J3.2 Statistical Modeling of Wind Plant Power Production: Contrasting Different Machine Learning Algorithms and Atmospheric Features

Thursday, 10 January 2019: 11:00 AM
North 129A (Phoenix Convention Center - West and North Buildings)
Mike Optis, National Renewable Energy Laboratory, Golden, CO

Handout (1.6 MB)

Machine learning is often applied in the wind energy industry to statistically model wind plant performance using atmospheric data as input features. As machine learning sees more widespread use, it is important to understand how different algorithms and different combination of atmospheric features impact the predictions. Not only is it important to choose the best performing model, but to also quantify the uncertainty associated with different model choices.

In this work, we examine the impact of model choice when statistically modelling hourly power production from an operational wind plant. Such models are commonly applied in the wind industry both to estimate long-term annual energy production based on a shorter period of operational data, and to estimate lost energy due to plant downtime (e.g. maintenance, grid curtailment). Given that wind plant revenue is typically on the order of $10M annually for an average-sized (e.g. 100 MW) wind farm, small differences in predicted plant energy production from different statistical models can have considerable financial implications.

Data sources for this study were downtime-corrected turbine power output for a wind farm in the Pacific Northwest and meteorological measurements from an on-site met mast over the period July 2016 to March 2017. We considered several atmospheric measurements as input features, including wind speed, wind direction, air density, standard deviation of wind speed, wind shear, potential temperature gradient, temperature, turbulent kinetic energy, and the Obukhov length. Measurement heights were at 17 m and 80 m above ground level. We considered four machine learning algorithms: a neural network (NN), a generalized additive model (GAM), and two types of regression tree algorithms: gradient boosting (GB) and extra trees regression (EX).

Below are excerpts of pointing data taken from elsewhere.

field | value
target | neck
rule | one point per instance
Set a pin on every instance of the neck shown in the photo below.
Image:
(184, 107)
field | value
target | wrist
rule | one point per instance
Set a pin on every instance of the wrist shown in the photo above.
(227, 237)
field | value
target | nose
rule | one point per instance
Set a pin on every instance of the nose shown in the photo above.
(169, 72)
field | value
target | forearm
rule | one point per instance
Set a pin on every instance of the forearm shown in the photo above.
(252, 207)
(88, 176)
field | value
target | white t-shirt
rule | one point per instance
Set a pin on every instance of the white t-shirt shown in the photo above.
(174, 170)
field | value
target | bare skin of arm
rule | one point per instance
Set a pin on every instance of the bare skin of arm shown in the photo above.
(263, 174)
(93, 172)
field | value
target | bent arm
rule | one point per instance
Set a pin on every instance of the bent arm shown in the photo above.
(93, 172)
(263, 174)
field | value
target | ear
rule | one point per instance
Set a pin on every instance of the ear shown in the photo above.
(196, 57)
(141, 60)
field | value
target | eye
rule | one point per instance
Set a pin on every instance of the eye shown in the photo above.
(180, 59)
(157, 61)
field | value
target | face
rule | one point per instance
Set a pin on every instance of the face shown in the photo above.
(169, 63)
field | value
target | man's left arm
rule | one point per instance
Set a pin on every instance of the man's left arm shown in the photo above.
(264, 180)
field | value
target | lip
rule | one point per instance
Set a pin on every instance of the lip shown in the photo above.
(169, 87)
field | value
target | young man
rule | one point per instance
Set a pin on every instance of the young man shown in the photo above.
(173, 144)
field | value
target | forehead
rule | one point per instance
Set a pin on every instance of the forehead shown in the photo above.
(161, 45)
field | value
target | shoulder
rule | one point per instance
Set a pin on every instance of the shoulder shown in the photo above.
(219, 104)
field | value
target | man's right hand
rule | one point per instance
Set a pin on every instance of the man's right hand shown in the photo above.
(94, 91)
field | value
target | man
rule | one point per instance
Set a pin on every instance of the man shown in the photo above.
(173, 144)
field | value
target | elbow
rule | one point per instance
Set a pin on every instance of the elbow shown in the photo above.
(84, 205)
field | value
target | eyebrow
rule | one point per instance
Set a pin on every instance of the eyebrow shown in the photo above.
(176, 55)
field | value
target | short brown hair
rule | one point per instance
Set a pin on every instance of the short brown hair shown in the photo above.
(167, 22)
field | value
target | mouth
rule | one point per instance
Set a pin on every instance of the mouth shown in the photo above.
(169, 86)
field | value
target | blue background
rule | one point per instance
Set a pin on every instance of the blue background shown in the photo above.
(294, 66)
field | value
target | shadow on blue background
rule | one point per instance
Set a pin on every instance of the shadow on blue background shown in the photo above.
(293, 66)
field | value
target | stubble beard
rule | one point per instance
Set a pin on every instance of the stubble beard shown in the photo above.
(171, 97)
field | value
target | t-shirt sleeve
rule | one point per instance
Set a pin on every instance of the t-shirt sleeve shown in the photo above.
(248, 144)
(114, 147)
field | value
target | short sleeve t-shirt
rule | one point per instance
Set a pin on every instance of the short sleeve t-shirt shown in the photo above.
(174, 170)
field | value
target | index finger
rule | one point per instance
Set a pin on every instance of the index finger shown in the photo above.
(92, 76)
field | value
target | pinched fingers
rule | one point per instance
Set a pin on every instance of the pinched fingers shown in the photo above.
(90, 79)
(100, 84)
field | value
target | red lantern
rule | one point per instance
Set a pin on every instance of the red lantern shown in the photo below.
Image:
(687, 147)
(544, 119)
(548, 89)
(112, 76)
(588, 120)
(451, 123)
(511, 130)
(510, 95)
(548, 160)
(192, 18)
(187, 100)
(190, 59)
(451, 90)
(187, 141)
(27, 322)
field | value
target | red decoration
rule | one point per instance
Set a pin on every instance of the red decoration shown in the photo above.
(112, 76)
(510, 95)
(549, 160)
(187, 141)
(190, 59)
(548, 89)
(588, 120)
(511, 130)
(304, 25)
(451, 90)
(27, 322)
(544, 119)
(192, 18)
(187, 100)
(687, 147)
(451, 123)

Statistical models of wind plant energy production were built for each of the four algorithms first by using a single atmospheric feature (wind speed) and then successively adding features in the order listed in the preceding paragraph (i.e. final model setup had 9 features). For each setup, algorithm parameters (e.g. neural network inner layer size, maximum number of splits in regression tree) were optimized using a cross-validated randomized grid search over the parameter grid.

Figure 1 shows mean modelled and observed diurnal power output for each model setup trained on the entire dataset. The pronounced diurnal cycle featuring a noon minimum and early evening peak is characteristic of thermally-driven flow in the Columbia Valley. Not surprisingly, wind speed was the dominant atmospheric feature driving the predicted result, while the remaining features had lesser but still considerable importance. In general, models with more input features tended to more accurately capture the diurnal cycle. The regression tree-based models (GB and EX) showed strong agreement on average when all atmospheric features were considered, whereas the NN and GAM models showed bias. Considering all algorithms and the 9 combinations of input features, uncertainty in the mean diurnal power profile was lowest at 1.5% in the evening and highest at 4.5% in noon. Considering only the 9-feature model setups, root-mean squared error (RMSE) normalized by mean power was highest for NN and GAM (4.6% and 4.8%, respectively) and lowest for the GB and EX regression tree-based models (1.6% and 2.1%, respectively).

Each model was then trained on 80% of concurrent data, and the result was used to estimate power production in the remaining 20% concurrent period (a typical approach when estimating lost energy due to curtailment). Only the 80-20% split was considered here, although other combinations (e.g. 90-10%, 95-5%) would certainly be relevant in this context. Considering all algorithms and the 9 combinations of input features, uncertainty in predicted power during the 20% test period was lowest at 1.0% in the summer and highest at 3.8% in the winter. These differences were driven by seasonal changes in the wind speed-power correlation, prevailing wind direction, and mean stratification. Considering only the 9-feature model setups, normalized RMSE was slightly higher for NN and GAM (both 5.4%) compared to GB and EX (5.2% and 4.8%, respectively) over the whole dataset. However, these errors were highly seasonal. For example, normalized RMSE for GB was 1.5% in July and August but 8.2% from October through January.

The range in model performance demonstrated in this study highlights the importance of building a robustly validated statistical model using a representative set of atmospheric features. In particular, the use of turbulence and stratification measurements was found to considerably improve model accuracy. Regression tree-based models performed relatively well in this single case study; however, extending this analysis to a larger set of wind plants is necessary to develop more representative comparative statistics. Furthermore, the neural network algorithm considered here was fairly basic, and improvements in model accuracy would likely be obtained by using more modern deep learning algorithms.